Iverson has been friends with “J” for years.
“If you were a friend, you were a member of her family too,” she said. “They just treated you like family.”
Iverson and her husband have taken COVID-19 precautions very seriously. They wear masks, social distance and wash their hands thoroughly and regularly. She never imagined COVID-19 could take her friend.
“She wasn’t someone I figured would die from it if she got it,” said Iverson. “My heart really, really broke for her daughters that were there with her and husband.”
Meanwhile, Iverson and her husband join thousands of other Utahns in their frustration of, unsuccessfully, trying to get vaccinated. Iverson isn’t 70 years old, but her husband is. Still, they haven’t been able to even register for a vaccine appointment due to site crashes.
“I wish they would get an easier process because we’ve been trying to get on the list. We’ve been trying to even register, and we can’t,” she said.
In some places across the state, vaccinations are running smoothly.
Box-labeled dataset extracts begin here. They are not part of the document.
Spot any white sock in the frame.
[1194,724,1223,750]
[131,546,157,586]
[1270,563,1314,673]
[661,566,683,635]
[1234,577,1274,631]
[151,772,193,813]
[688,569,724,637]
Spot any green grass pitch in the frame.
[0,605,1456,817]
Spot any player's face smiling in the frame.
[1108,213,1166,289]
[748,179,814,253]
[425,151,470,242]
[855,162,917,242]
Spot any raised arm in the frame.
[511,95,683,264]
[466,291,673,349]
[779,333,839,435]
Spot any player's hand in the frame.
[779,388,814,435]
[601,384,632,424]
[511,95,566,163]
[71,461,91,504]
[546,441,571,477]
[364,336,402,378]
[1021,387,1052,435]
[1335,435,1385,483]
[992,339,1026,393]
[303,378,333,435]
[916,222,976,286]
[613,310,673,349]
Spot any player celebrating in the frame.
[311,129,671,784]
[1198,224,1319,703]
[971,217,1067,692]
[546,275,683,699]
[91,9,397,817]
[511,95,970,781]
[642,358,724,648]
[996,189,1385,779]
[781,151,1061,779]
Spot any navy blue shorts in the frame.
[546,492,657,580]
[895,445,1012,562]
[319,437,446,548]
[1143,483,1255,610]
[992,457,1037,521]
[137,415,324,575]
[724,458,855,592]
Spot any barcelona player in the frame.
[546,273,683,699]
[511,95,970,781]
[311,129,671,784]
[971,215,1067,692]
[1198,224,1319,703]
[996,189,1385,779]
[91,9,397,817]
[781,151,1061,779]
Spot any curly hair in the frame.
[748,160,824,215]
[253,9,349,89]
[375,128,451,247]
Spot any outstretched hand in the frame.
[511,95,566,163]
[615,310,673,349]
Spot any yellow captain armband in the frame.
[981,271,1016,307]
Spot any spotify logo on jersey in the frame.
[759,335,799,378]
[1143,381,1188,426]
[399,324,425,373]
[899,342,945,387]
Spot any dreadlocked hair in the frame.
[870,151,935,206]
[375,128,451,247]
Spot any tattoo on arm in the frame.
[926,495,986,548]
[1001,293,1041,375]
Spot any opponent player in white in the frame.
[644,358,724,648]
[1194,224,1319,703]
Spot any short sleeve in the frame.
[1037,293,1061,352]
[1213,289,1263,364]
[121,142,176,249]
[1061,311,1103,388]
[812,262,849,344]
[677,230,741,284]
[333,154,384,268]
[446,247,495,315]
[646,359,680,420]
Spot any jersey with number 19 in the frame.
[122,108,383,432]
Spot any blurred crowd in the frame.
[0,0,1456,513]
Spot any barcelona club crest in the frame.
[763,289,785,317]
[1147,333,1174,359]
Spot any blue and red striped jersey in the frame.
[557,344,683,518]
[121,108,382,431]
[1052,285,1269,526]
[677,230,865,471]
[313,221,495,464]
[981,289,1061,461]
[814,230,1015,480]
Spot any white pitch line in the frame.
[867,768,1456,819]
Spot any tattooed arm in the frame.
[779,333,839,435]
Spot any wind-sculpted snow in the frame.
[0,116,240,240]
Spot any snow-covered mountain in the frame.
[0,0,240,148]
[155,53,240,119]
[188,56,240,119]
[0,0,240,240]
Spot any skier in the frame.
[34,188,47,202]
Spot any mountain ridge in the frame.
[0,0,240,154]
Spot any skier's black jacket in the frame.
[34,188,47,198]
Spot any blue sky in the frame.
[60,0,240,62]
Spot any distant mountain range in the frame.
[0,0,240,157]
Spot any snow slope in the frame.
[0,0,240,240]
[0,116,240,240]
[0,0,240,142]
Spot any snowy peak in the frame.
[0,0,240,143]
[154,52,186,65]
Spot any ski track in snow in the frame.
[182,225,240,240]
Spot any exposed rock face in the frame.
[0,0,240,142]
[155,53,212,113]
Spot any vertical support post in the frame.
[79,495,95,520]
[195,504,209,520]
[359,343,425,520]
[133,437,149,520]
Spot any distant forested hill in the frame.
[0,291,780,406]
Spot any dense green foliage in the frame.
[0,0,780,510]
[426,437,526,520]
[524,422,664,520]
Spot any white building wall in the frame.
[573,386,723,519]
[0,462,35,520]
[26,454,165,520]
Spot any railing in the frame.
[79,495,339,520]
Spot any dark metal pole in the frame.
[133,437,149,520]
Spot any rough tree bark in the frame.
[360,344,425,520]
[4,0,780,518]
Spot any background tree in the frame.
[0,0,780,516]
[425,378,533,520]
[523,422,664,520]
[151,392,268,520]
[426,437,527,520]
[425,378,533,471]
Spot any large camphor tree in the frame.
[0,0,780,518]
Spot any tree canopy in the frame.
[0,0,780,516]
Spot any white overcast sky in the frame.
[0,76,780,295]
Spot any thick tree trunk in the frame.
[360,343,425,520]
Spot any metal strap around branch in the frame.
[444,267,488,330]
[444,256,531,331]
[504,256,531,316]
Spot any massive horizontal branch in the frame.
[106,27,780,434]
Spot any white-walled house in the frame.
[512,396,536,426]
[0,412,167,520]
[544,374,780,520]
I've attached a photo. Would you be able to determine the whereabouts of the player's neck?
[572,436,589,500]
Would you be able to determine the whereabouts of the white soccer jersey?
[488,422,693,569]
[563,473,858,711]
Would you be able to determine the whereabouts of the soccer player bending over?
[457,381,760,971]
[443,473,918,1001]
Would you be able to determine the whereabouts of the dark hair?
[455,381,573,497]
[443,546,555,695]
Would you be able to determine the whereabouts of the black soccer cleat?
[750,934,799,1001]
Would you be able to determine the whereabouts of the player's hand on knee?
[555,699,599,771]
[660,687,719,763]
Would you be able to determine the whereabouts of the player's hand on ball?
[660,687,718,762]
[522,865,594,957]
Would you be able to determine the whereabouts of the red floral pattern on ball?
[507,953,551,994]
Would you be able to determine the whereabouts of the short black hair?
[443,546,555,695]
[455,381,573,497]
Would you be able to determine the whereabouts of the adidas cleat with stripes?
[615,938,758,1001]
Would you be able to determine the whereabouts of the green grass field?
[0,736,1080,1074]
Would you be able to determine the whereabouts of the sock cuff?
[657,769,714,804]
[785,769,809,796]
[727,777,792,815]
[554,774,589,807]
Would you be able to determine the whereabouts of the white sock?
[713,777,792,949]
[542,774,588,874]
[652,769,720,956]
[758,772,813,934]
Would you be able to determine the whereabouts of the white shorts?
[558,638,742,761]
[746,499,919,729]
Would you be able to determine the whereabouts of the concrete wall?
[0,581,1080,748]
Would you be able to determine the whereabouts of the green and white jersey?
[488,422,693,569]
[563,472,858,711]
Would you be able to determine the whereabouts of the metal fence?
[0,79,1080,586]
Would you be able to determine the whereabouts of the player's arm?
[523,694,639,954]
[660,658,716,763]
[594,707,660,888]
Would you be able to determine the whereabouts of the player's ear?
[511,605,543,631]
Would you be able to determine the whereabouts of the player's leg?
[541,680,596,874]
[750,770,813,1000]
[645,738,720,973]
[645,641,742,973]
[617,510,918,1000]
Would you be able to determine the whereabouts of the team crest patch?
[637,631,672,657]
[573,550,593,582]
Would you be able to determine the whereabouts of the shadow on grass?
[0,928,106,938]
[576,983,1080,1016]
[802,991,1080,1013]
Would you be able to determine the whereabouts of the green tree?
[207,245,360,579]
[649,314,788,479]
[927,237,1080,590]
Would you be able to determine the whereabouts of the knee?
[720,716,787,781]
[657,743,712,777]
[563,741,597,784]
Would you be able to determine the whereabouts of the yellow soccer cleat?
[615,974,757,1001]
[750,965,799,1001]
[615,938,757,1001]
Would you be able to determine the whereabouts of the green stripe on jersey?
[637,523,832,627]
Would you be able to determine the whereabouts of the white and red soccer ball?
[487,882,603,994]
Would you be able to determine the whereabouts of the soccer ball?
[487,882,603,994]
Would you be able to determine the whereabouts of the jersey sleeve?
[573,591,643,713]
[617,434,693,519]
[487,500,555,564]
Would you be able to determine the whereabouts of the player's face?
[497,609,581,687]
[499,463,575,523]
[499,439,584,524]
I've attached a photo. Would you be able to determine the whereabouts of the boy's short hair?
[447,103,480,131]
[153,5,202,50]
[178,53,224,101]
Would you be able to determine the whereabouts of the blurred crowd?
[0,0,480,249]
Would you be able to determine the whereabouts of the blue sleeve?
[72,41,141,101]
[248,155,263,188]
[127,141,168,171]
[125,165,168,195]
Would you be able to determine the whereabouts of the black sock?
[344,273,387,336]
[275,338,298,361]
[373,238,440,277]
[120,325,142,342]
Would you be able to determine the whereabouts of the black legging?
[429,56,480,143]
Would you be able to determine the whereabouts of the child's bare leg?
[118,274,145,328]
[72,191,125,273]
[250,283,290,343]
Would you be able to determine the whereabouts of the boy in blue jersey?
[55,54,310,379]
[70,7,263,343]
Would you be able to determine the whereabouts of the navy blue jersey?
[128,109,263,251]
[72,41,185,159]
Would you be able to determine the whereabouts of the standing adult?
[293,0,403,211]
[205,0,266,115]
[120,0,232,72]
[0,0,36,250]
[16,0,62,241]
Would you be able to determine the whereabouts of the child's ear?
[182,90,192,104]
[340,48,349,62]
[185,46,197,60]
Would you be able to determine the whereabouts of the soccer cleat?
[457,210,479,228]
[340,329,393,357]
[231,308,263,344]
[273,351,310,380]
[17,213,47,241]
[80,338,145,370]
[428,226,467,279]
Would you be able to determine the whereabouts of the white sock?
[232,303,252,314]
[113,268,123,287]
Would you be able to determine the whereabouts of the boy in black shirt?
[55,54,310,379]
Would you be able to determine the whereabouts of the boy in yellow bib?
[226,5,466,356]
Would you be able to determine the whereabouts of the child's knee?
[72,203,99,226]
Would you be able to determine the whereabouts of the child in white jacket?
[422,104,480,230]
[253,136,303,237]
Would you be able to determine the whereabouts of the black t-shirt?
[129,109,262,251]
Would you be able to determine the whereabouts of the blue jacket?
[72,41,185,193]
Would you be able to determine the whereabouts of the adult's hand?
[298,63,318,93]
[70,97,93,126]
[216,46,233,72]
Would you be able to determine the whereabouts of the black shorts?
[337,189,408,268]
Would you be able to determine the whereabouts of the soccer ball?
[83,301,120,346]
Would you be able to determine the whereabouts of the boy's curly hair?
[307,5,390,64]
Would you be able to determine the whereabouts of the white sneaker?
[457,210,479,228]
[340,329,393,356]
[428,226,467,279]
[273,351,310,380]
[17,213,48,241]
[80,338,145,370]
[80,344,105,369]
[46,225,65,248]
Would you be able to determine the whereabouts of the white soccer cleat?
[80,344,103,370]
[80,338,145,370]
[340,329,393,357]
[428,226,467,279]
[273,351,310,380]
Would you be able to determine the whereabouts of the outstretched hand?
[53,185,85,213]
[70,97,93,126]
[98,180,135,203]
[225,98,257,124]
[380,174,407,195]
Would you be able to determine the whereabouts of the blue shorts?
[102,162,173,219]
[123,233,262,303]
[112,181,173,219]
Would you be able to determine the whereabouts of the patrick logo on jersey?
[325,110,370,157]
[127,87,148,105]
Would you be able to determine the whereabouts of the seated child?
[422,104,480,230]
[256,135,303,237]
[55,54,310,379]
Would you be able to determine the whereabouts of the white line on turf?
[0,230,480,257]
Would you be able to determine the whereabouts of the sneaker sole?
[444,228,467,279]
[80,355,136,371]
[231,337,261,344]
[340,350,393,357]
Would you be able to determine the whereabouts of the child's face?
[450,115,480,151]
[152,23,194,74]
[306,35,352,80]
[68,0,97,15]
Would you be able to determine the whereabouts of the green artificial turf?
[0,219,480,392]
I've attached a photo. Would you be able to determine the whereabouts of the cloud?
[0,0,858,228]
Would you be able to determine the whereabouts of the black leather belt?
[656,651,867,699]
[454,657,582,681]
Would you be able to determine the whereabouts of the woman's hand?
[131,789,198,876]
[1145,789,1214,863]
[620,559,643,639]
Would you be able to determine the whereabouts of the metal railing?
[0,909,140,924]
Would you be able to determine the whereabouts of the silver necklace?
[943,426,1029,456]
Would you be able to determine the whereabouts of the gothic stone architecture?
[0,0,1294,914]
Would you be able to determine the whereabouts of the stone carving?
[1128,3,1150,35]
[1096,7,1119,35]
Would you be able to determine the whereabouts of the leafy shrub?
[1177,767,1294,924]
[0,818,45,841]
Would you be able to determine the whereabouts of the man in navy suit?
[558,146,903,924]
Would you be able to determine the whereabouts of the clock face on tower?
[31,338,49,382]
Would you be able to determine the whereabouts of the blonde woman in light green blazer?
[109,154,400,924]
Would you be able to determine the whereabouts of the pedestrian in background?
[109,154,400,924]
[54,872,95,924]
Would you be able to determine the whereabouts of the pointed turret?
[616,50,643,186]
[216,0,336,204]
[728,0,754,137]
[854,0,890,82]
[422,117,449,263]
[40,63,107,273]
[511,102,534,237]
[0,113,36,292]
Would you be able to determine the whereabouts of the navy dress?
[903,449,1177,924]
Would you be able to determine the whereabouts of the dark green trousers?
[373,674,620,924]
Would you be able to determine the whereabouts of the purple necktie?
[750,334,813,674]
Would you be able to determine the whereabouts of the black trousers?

But Iverson said in St. George, where she and her husband spend their winters, that hasn’t been the case. Frustrating because she knows a vaccine could have saved her friend’s life, and she’s anxious to stack the odds in her own favor when it comes to fighting COVID-19.
“I never had it hit this close to home until now. We lost a really, really wonderful person,” Iverson said.